I come from a world of pain that YOU DON'T KNOW!!! AND I WILL NOT BACK DOWN BECAUSE OF WHAT YOU THINK!!! You don't know me and you never did...but please, keep telling me you do...

I'm angered and I'm sorry, but please...hurt me more, I ask you to tair me apart as you have been because its working, your making me never want to be the same as I was again so please...cut me down.

I scream out loud and cry at the jabs, only wishing they would stop but please continue to hit harder...I plead for mercy and ley my heart out but please don't hear what I say...I have hurt many before and I will hurt many after, I'm human...don't let that slide...I must be perfect so please whip me into shape.

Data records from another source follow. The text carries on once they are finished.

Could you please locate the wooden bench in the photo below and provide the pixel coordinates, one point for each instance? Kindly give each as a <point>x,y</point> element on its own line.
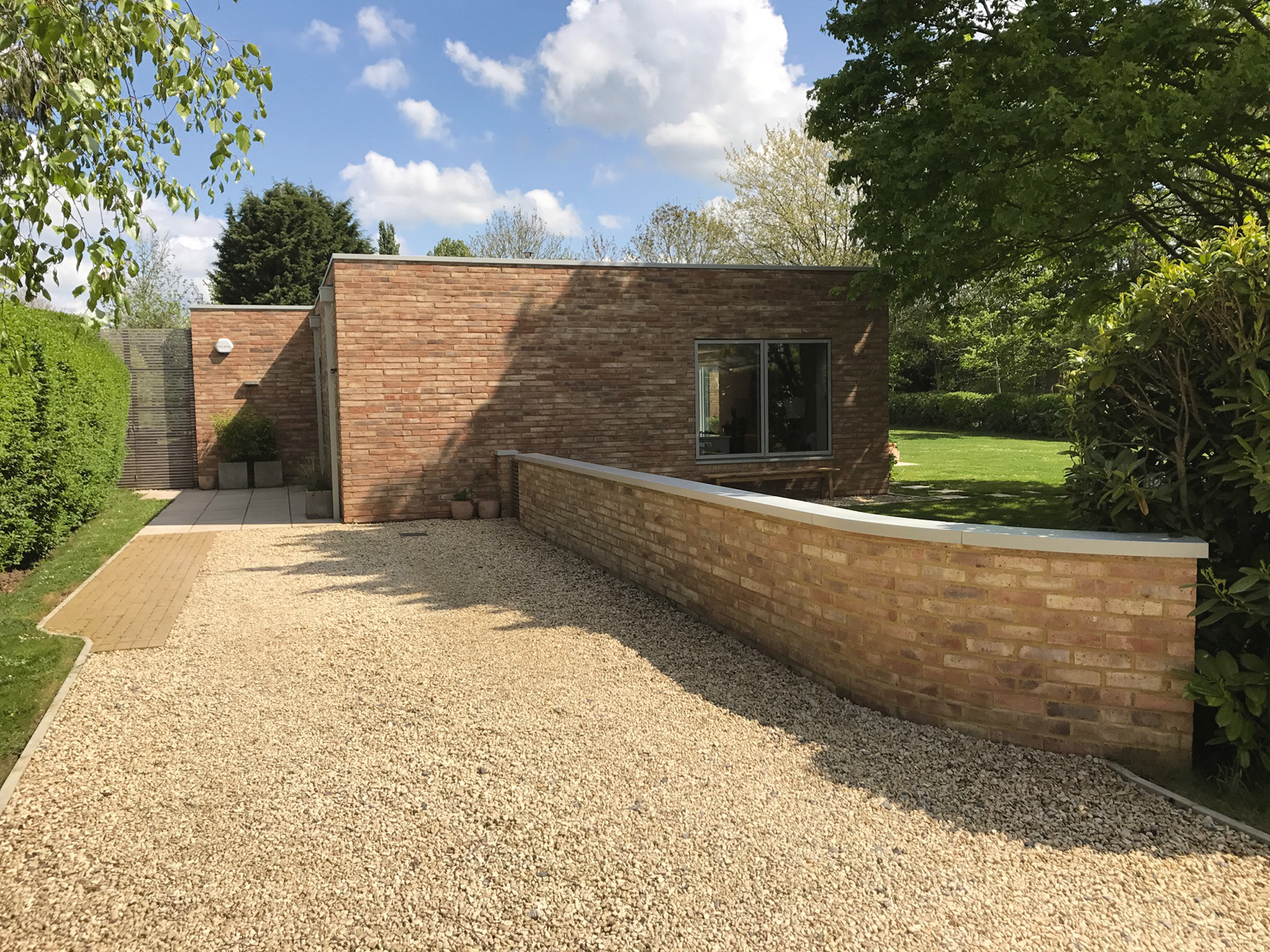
<point>752,474</point>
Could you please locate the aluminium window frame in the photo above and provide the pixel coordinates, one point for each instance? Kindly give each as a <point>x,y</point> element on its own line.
<point>764,455</point>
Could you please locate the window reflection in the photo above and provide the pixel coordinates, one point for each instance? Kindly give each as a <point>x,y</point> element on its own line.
<point>728,394</point>
<point>798,398</point>
<point>763,398</point>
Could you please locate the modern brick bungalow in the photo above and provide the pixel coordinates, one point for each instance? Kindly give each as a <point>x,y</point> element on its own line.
<point>410,376</point>
<point>413,378</point>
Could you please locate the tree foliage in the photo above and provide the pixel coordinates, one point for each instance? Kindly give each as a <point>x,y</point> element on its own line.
<point>1005,336</point>
<point>785,211</point>
<point>158,295</point>
<point>986,135</point>
<point>95,97</point>
<point>675,234</point>
<point>388,243</point>
<point>519,234</point>
<point>276,247</point>
<point>1170,412</point>
<point>451,248</point>
<point>599,247</point>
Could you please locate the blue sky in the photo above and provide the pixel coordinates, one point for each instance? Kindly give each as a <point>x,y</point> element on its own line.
<point>434,115</point>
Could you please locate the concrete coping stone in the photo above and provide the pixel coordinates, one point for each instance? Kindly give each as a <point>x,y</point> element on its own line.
<point>251,308</point>
<point>953,534</point>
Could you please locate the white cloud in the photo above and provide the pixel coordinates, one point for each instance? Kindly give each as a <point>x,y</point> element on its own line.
<point>387,76</point>
<point>690,77</point>
<point>427,120</point>
<point>605,176</point>
<point>422,192</point>
<point>382,30</point>
<point>323,35</point>
<point>492,74</point>
<point>191,243</point>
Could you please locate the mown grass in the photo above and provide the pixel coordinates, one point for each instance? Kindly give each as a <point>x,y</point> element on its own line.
<point>35,664</point>
<point>981,479</point>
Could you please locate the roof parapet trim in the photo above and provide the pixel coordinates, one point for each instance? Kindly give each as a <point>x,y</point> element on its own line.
<point>559,263</point>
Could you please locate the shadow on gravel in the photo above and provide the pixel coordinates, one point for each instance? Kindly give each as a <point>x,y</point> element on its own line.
<point>1032,797</point>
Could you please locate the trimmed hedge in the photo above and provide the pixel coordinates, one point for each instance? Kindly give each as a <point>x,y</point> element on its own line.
<point>63,431</point>
<point>1023,414</point>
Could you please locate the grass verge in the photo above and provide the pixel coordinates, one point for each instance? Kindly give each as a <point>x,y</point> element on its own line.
<point>35,664</point>
<point>981,479</point>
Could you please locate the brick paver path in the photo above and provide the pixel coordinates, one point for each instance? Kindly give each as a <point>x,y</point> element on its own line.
<point>135,600</point>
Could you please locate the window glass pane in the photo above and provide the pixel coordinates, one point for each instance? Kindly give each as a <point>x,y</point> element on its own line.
<point>728,399</point>
<point>798,398</point>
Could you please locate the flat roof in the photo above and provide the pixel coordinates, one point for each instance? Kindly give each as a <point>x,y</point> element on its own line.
<point>251,308</point>
<point>570,263</point>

I have changed but please, even though you have yet to actually talk to me even on the phone, you have yet to hear my voice please...take my words and jam them down my neck...

you saw me cry in the back seat of the car, you know I have emotions so please tair at them the most, you obviously where in my mind and knew what I was thinking at the time so please use my thoughts against me too becuase I had sinned the night before, use my sin against me too. Don't leave out any part of this life, this so unperfect life for I am a lier, and a cheat, thank you for alowing me that chance to remember all the things that I am...thank you. I am gratful you care so much for me too tair me down so much thanks.

I am being sarcastic, I am sorry but please use that against me too, don't hold back because I showed a weakness there too...but you don't hate me so I think you. You don't hate me, in fact your a friend...but don't let anything slip my...cut me with the sword of your friendship as well, but where is the line between hate and friendship...I don't know anymore. Use that to distroy what is left of me please...for my emotions mean nothing in this.

If you take joy in all you do, in all you say too me I am glad, for if you wish too have the old Chris back this is the way too do it, to cut me down at every turn and get me to the point of dispair once again...I think you friend. Thank you.